Create instrumentation setup:
from opentelemetry import trace, metrics
from opentelemetry.sdk.trace import TracerProvider
from opentelemetry.sdk.metrics import MeterProvider
from opentelemetry.exporter.otlp.proto.http.trace_exporter import OTLPSpanExporter
from opentelemetry.exporter.otlp.proto.http.metric_exporter import OTLPMetricExporter
from opentelemetry.sdk.trace.export import BatchSpanProcessor
from opentelemetry.instrumentation.flask import FlaskInstrumentor
from opentelemetry.instrumentation.requests import RequestsInstrumentor
## Configure tracing
trace.set_tracer_provider(TracerProvider())
tracer = trace.get_tracer(__name__)
otlp_exporter = OTLPSpanExporter(
endpoint="http://otel-collector:4318/v1/traces"
)
span_processor = BatchSpanProcessor(otlp_exporter)
trace.get_tracer_provider().add_span_processor(span_processor)
## Configure metrics
metrics.set_meter_provider(MeterProvider())
meter = metrics.get_meter(__name__)
## Instrument Flask and requests
FlaskInstrumentor().instrument()
RequestsInstrumentor().instrument()
Custom Metrics and Traces
Adding Business Metrics
Java example with custom metrics:
@RestController
public class OrderController {
private final Counter orderCounter;
private final Timer orderProcessingTime;
public OrderController(MeterRegistry meterRegistry) {
this.orderCounter = Counter.builder("orders.created")

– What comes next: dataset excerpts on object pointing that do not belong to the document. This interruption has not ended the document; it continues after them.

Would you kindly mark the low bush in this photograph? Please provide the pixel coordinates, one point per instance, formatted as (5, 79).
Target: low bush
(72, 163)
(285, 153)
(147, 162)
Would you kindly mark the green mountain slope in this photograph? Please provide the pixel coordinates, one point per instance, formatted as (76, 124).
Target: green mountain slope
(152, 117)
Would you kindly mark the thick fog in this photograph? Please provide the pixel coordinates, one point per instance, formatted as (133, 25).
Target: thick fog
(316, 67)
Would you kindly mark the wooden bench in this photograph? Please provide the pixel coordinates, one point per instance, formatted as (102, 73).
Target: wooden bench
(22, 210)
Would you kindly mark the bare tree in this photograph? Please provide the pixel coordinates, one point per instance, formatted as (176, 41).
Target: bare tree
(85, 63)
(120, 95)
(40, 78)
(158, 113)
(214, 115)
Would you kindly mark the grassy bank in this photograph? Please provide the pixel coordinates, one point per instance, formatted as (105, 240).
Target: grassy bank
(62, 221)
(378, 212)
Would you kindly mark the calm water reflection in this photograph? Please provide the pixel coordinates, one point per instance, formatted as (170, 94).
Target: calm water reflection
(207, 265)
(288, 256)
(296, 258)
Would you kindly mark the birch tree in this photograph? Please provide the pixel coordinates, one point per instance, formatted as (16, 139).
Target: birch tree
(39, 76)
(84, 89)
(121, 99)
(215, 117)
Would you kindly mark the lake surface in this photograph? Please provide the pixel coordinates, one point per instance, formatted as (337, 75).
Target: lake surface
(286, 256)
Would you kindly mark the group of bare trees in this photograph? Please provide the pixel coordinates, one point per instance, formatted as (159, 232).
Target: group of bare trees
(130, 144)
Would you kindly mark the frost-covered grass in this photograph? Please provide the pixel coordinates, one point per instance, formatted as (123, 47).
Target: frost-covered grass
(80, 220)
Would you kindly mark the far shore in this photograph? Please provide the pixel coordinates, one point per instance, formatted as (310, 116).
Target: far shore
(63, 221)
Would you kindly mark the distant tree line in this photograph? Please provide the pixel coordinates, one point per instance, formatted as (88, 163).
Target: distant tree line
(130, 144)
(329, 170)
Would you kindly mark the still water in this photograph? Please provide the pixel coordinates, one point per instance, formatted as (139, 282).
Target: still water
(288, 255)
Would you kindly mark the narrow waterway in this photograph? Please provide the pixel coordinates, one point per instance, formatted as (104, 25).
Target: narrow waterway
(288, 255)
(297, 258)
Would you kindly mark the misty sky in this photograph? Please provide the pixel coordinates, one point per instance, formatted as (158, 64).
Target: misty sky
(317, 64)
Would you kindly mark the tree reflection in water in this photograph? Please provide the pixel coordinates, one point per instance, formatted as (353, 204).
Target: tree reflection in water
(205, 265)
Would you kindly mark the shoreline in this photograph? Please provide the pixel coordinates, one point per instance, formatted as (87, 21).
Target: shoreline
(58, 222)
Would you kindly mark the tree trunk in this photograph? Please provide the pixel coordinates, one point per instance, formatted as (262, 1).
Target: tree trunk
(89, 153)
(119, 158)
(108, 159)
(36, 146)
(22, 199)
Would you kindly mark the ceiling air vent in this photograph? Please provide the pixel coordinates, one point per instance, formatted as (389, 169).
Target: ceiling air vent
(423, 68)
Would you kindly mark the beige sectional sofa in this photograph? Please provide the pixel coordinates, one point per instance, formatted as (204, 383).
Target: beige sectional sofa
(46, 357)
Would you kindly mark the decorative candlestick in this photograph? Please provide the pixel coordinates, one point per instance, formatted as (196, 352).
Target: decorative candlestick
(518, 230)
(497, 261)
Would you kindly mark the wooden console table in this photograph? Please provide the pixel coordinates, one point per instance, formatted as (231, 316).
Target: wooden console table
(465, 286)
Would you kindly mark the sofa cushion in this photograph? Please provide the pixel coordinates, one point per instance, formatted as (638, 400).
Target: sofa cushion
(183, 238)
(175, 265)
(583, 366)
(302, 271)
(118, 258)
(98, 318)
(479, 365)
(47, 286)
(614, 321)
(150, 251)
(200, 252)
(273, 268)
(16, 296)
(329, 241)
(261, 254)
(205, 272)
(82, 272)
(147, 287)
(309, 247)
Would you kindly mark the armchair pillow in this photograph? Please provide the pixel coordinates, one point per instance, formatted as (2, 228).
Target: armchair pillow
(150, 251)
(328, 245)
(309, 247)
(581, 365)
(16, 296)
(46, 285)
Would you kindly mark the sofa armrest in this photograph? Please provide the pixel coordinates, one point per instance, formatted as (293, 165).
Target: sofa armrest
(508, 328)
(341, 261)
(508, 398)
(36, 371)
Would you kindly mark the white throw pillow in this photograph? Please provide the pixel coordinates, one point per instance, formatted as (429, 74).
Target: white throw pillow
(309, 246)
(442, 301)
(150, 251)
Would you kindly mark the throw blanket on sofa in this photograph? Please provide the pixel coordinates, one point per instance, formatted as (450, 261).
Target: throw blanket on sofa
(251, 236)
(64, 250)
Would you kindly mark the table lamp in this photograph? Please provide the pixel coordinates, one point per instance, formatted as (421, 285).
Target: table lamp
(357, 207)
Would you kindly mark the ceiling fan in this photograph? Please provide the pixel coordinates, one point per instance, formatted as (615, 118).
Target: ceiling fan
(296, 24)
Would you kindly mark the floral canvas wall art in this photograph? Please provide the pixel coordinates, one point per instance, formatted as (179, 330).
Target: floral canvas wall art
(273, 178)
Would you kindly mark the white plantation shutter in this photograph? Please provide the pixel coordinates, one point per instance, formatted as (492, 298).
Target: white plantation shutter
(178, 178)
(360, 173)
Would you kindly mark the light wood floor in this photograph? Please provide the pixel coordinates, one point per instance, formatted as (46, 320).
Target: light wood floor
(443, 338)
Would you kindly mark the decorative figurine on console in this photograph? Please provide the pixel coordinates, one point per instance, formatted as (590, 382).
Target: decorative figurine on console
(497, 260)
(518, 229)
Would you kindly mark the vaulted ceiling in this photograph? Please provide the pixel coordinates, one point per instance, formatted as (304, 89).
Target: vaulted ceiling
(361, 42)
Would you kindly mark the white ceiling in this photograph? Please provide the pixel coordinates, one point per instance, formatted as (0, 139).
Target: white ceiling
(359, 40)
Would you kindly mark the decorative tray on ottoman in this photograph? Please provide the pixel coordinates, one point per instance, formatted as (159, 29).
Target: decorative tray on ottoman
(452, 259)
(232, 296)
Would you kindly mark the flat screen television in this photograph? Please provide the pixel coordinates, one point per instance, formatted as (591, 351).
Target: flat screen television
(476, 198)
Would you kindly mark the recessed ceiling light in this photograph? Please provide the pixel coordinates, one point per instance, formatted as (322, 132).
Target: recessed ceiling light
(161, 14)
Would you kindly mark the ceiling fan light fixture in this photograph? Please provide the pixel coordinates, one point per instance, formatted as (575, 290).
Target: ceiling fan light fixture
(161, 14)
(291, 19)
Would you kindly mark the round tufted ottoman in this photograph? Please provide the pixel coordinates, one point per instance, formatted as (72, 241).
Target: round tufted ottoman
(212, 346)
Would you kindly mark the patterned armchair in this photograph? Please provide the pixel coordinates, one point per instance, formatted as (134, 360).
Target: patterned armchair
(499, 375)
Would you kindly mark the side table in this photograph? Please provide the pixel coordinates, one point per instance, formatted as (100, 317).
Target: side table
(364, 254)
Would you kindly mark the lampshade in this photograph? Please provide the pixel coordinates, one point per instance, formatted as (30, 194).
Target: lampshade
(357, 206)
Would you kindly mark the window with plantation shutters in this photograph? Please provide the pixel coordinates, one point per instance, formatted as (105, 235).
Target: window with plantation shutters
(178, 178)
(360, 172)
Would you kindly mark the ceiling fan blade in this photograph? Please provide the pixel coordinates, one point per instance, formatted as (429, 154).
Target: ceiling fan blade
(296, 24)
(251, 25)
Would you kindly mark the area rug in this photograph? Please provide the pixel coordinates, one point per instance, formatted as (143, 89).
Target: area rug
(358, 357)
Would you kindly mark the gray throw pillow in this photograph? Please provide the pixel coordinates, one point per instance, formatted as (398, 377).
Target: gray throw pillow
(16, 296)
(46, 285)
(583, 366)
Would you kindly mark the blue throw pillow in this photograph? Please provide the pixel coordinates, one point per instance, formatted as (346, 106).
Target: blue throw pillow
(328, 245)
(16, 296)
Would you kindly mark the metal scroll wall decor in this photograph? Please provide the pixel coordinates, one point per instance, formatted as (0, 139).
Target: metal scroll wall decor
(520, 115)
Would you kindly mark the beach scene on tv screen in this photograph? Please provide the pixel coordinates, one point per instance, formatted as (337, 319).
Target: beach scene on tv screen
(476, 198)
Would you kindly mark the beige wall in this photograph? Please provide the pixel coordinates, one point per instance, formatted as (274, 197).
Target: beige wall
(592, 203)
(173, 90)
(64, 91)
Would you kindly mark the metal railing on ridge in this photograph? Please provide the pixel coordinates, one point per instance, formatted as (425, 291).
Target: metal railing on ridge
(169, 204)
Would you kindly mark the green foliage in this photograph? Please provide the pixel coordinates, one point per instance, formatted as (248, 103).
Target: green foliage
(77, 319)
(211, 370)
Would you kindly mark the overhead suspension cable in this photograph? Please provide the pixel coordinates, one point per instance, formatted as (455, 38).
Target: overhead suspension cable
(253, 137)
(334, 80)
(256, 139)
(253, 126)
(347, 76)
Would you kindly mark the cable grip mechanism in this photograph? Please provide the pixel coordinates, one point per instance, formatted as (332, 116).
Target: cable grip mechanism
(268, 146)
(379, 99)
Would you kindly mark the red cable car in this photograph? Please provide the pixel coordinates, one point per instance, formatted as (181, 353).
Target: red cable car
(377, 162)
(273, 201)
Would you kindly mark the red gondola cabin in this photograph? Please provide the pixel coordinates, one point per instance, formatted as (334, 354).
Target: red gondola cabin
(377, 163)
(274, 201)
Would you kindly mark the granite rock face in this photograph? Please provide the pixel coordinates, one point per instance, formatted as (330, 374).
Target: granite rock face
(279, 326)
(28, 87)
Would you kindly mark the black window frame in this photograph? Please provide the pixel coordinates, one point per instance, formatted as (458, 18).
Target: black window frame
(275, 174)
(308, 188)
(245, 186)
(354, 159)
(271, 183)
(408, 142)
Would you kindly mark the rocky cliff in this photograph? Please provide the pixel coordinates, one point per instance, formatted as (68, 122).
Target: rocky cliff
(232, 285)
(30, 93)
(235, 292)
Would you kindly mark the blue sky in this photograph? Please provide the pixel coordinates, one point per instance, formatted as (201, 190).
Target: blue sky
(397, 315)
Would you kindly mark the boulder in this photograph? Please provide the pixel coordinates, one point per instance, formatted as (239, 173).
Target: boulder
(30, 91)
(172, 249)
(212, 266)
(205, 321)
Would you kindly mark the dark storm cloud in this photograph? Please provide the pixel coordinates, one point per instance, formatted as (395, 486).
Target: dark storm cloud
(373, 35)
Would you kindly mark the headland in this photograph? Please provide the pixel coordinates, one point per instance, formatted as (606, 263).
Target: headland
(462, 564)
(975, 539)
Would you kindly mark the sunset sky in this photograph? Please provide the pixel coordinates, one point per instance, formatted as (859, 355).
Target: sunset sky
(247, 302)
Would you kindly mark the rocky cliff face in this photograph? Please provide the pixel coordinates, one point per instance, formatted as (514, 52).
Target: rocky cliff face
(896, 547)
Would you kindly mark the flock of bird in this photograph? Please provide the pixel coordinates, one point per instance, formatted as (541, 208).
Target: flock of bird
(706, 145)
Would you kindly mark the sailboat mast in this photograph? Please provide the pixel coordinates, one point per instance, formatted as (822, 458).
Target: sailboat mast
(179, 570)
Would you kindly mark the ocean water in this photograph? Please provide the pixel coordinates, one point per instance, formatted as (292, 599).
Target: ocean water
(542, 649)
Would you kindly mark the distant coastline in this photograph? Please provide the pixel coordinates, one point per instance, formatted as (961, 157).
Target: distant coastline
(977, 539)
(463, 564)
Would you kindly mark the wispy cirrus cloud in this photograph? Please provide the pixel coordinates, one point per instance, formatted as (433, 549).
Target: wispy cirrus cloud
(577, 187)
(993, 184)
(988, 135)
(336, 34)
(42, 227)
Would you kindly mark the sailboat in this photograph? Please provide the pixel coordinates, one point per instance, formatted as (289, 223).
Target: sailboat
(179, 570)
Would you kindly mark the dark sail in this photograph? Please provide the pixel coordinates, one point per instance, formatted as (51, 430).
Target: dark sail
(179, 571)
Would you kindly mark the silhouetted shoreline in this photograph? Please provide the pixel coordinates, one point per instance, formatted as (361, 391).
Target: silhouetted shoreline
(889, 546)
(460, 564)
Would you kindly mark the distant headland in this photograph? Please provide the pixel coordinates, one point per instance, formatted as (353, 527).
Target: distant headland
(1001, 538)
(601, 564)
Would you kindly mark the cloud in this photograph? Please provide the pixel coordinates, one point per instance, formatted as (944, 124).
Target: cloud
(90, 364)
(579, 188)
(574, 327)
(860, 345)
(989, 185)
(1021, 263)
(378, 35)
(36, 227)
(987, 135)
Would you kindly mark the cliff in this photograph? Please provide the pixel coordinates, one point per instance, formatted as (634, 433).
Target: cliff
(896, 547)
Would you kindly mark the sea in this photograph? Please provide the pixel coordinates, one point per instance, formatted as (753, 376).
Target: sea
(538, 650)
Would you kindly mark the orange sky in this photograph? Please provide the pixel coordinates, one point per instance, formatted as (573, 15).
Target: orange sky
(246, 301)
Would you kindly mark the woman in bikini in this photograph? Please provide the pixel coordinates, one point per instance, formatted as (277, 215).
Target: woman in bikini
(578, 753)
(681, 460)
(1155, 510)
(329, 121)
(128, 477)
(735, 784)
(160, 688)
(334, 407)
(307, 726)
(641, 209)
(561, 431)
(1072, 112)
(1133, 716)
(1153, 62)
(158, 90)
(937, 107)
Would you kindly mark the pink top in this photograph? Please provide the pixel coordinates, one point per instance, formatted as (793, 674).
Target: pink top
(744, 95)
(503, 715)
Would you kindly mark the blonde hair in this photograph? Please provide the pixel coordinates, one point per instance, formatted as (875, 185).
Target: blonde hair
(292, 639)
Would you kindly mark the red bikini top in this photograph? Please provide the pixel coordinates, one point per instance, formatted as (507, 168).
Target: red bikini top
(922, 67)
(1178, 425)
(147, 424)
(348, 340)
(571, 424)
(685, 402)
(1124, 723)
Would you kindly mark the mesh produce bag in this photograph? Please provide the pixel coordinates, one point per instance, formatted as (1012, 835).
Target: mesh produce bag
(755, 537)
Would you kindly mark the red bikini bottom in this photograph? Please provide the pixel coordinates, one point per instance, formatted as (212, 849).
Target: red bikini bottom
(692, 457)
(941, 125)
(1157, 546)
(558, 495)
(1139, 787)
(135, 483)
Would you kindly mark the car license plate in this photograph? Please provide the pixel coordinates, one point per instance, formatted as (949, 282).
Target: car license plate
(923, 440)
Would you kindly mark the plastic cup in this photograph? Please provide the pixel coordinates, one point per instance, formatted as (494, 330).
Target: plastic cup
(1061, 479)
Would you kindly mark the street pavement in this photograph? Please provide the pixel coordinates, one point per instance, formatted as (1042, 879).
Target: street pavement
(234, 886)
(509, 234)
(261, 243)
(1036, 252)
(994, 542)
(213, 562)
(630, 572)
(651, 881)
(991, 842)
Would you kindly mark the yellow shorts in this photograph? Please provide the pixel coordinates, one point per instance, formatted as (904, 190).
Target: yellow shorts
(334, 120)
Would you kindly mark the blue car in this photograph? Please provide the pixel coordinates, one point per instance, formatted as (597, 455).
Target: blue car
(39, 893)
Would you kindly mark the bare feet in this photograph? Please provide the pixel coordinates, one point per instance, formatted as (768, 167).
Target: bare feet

.description("Number of orders created")
.tag("service", "order-service")
.register(meterRegistry);
this.orderProcessingTime = Timer.builder("order.processing.time")
.description("Time taken to process orders")
.register(meterRegistry);
}
@PostMapping("/orders")
public ResponseEntity<Order> createOrder(@RequestBody Order order) {
return orderProcessingTime.recordCallable(() -> {
Order savedOrder = orderService.save(order);
orderCounter.increment();
return ResponseEntity.ok(savedOrder);
});
}
}
Adding Custom Spans
@Service
public class PaymentService {
private final Tracer tracer;
public PaymentService() {
this.tracer = GlobalOpenTelemetry.getTracer("payment-service");
}
public PaymentResult processPayment(PaymentRequest request) {
Span span = tracer.spanBuilder("payment.process")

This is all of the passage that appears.